Si mise a sedere vicino al divano e rimase lì a fissare il viso stravolto del suo signore.
"Sei un idiota" sospirò Evaristo. "Perché l'hai fatto?"
"Perché era l'unico modo per dirti che ti amo... sì, ti amo!" disse Massimo, afferrando un polso del ragazzo e attirandolo verso di sé.
"Smettila! Tu non mi ami affatto! Sei semplicemente ubriaco fradicio!" disse Evaristo, facendo leva sulle braccia per allontanarsi da lui... anche perché, ubriaco o no, desiderava più che mai baciare ancora quelle labbra, e non poteva permettergli di calpestare il suo cuore un'altra volta. Due volte nello stesso giorno sarebbero state decisamente troppe.
"Io ti amo, ti amo! Perché non mi credi?" disse il Conte.
"Smettila!" disse Evaristo.
"Perché non mi credi? Perché?"
"Perché non me lo posso permettere, Massimo!" disse con pazienza Evaristo. "Ora sei ubriaco, ma domani negherai tutto quanto... dirai che hai sbagliato, di dimenticarmi di te, e ricominceremo da capo... e io non posso permettermelo un'altra volta!"
"Dammi la mano, per favore" supplicò Massimo, tenendo Evaristo per il braccio.
"Mi stai già stringendo... che vuoi fare?" chiese Evaristo.
Massimo gli appoggiò la mano sul suo petto ed Evaristo fu pervaso da una sorta di scossa elettrica che gli pizzicò tutto il braccio quando sentì il cuore del Conte martellare sotto il suo tocco. "Senti che effetto mi fai?"

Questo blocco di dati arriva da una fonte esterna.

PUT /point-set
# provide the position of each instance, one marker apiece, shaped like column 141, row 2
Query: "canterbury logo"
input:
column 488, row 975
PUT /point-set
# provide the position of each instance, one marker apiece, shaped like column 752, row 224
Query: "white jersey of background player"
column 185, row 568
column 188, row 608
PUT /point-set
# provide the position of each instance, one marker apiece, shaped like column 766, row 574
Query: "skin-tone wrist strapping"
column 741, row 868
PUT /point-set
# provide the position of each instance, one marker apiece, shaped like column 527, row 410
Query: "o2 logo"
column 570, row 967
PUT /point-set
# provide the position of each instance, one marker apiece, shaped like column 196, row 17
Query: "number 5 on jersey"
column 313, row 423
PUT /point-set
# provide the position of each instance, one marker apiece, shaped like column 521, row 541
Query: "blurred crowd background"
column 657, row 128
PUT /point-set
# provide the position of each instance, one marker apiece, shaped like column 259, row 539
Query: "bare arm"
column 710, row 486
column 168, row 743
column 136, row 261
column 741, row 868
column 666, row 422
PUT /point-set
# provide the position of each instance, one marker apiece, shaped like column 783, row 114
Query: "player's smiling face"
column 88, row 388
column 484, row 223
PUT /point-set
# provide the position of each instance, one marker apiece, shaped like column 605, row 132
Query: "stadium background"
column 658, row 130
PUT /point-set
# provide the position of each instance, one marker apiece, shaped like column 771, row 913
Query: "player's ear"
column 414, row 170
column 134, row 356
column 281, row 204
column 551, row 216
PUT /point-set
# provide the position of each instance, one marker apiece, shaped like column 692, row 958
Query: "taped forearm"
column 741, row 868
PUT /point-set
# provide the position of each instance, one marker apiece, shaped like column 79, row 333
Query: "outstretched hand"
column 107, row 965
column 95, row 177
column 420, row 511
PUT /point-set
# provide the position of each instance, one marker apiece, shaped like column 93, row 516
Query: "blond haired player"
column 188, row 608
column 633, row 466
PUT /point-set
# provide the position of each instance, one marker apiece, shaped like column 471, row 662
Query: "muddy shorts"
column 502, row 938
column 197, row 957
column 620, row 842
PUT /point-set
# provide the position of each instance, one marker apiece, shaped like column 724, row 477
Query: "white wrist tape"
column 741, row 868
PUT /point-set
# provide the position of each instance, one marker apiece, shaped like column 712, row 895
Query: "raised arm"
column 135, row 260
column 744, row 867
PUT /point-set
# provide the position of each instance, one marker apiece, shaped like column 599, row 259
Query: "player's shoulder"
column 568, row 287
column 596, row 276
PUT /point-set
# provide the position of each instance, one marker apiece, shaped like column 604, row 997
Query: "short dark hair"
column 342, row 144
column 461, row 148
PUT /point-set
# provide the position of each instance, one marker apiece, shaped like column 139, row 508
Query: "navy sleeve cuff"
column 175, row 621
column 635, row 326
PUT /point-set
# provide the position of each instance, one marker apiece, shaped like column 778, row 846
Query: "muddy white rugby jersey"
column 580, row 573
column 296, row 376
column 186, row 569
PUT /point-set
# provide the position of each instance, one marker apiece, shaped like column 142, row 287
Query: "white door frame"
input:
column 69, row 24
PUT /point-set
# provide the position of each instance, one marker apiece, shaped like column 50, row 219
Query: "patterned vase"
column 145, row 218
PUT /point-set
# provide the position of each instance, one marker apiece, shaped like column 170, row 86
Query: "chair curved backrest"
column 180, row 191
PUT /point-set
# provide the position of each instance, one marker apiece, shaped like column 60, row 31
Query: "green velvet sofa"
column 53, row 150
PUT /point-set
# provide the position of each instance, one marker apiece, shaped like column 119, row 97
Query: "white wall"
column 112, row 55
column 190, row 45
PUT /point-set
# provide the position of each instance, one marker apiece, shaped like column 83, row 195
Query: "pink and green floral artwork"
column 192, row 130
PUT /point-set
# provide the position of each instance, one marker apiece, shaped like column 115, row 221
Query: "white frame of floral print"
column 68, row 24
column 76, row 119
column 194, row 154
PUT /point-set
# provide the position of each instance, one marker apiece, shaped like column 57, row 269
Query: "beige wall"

Il maggiordomo trasalì e chiuse gli occhi... poi prese la mano del Conte.
Portò quella mano al suo sterno e sussurrò: "Anche tu mi fai lo stesso effetto... ma non posso farlo, non posso permettermelo!"
Massimo strinse la mano di Evaristo. Rimasero così, con le dita intrecciate e i cuori martellanti per qualche secondo.
Poi, lentamente, Massimo biascicò: "Facciamo così. Scrivimelo sulla maglietta. Domani non ricorderò nulla, ma se avrò il coraggio di ripeterti quello che provo, allora resteremo insieme... altrimenti sarai libero di scegliere tu cosa fare."
Evaristo si alzò dalla sedia, con le gambe che gli tremavano, e prese un pennarello di quelli che i ragazzi sparpagliavano in giro. Si chinò sull'uomo che gli aveva rubato il cuore, stavolta proprio rubato, e scrisse: "Il mio signore, la notte tra il 13 e il 14 di settembre, mi ha detto che mi ama. Mi ha detto che se avrà il coraggio di ripetermelo domani staremo insieme per sempre, altrimenti potrò decidere io. Evaristo."
Scrisse tutto, per essere certo di non lasciare niente al caso.
"Ora però baciami" disse Massimo, mettendo la bocca a cuoricino, ma Evaristo scosse la testa.
"Niente baci, Conte Minimo!"
"Come? Anche tu?"
"Sì... è carino come soprannome... e non ti bacerò, altrimenti non riuscirò più a staccarmi da te. Niente gioco facile, con me!"
"Oh, ma dai! Sei cattivo!" disse il Conte.
"Facciamo così: ti terrò la mano. Mi troverai ancora do ti sveglierai... va bene?"
"Va bene" sospirò il Conte. Evaristo rimase seduto su quella sedia un po' scomoda, con la mano intrecciata a quella di Massimo, e chinò la testa sul petto, sorridendo. Si addormentarono così, placidamente, forse sognandosi l'un l'altro... forse amandosi nei sogni o forse chiedendosi cosa li attendesse il giorno dopo.
(Nota Autrice: un'altra coppietta ha vissuto un momento molto romantico durante il quale uno dei due era completamente ubriaco... indovinate chi?)